Prior to using the LIT SUITE apps, Jimmy tells us that he always felt like he had to also go to war with and wrestle with the voluminous documents and numerous transcripts in a case. Now, with the LIT SUITE apps, Jimmy indicated that he has one less war to fight and feels like he has complete mastery of the documents and transcripts in any case. Jimmy believes the LIT SUITE apps have made his practice “highly efficient and highly effective.” His ability to bring up testimony and evidence, and present when needed, makes him the most competent person in any room. And the proposition of going to a deposition, mediation, or trial is lightweight and mobile. Jimmy no longer brings a laptop, or boxes of documents.

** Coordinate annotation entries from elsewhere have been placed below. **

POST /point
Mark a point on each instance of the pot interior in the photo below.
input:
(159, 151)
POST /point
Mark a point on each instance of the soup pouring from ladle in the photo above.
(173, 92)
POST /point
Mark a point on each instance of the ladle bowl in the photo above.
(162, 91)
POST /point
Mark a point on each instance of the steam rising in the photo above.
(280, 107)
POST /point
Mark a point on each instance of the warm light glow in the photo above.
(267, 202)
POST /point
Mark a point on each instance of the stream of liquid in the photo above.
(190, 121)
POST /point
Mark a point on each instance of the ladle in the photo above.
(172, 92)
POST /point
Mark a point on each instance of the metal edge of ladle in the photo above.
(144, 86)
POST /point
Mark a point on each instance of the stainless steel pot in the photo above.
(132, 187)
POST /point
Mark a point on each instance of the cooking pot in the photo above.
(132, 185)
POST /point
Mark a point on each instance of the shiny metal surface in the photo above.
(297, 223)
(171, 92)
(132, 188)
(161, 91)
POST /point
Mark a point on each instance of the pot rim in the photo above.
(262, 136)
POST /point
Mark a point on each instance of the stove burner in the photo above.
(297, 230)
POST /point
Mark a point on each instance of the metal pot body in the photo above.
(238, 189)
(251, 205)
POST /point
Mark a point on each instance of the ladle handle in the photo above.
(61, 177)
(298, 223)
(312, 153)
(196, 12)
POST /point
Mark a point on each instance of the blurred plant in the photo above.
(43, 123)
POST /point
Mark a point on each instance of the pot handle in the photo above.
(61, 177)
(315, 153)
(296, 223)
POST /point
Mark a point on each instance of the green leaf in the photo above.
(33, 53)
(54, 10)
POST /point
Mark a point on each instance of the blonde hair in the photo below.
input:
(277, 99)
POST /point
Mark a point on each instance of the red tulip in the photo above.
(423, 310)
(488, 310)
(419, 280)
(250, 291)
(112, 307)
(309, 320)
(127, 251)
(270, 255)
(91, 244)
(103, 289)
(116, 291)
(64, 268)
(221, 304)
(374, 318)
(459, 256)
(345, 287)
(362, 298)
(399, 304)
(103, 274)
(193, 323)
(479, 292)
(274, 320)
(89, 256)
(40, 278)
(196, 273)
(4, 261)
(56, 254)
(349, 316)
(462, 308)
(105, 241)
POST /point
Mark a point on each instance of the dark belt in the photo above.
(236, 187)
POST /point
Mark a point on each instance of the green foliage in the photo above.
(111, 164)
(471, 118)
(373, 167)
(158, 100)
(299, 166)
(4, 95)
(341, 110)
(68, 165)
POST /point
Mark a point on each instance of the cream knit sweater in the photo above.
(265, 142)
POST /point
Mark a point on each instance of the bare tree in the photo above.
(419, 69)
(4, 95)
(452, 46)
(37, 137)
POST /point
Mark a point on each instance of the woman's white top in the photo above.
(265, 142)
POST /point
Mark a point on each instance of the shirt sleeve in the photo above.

Instead, he brings an iPad and an Apple TV, plugs the Apple TV into a projector or television in the room and is ready to present wirelessly in seconds, from anywhere in the room. It is also worry-free. Jimmy told us, “The LIT SUITE is incredibly stable. I always use it in my most critical and most stressful cases.”
Update from Jimmy: “TranscriptPad was recently utilized to handle a crisis on a case with fast approaching motion (dispositive and Rule 702) deadlines in a case. Facing a motion deadline that was set to expire in two days, I had to pull together depo page references for multiple witnesses over dozens of topics all in a two-day time span working as the sole lawyer on the file. For this particular case, all I can say is the Transcript Pad app is like bringing a F-22 fighter jet to battle. The app has tremendous power and its ability to generate reports is top-of-the-line. It really saved the day and was a powerful tool in pulling together and accurately citing depo page references for multiple witnesses across multiple topics.”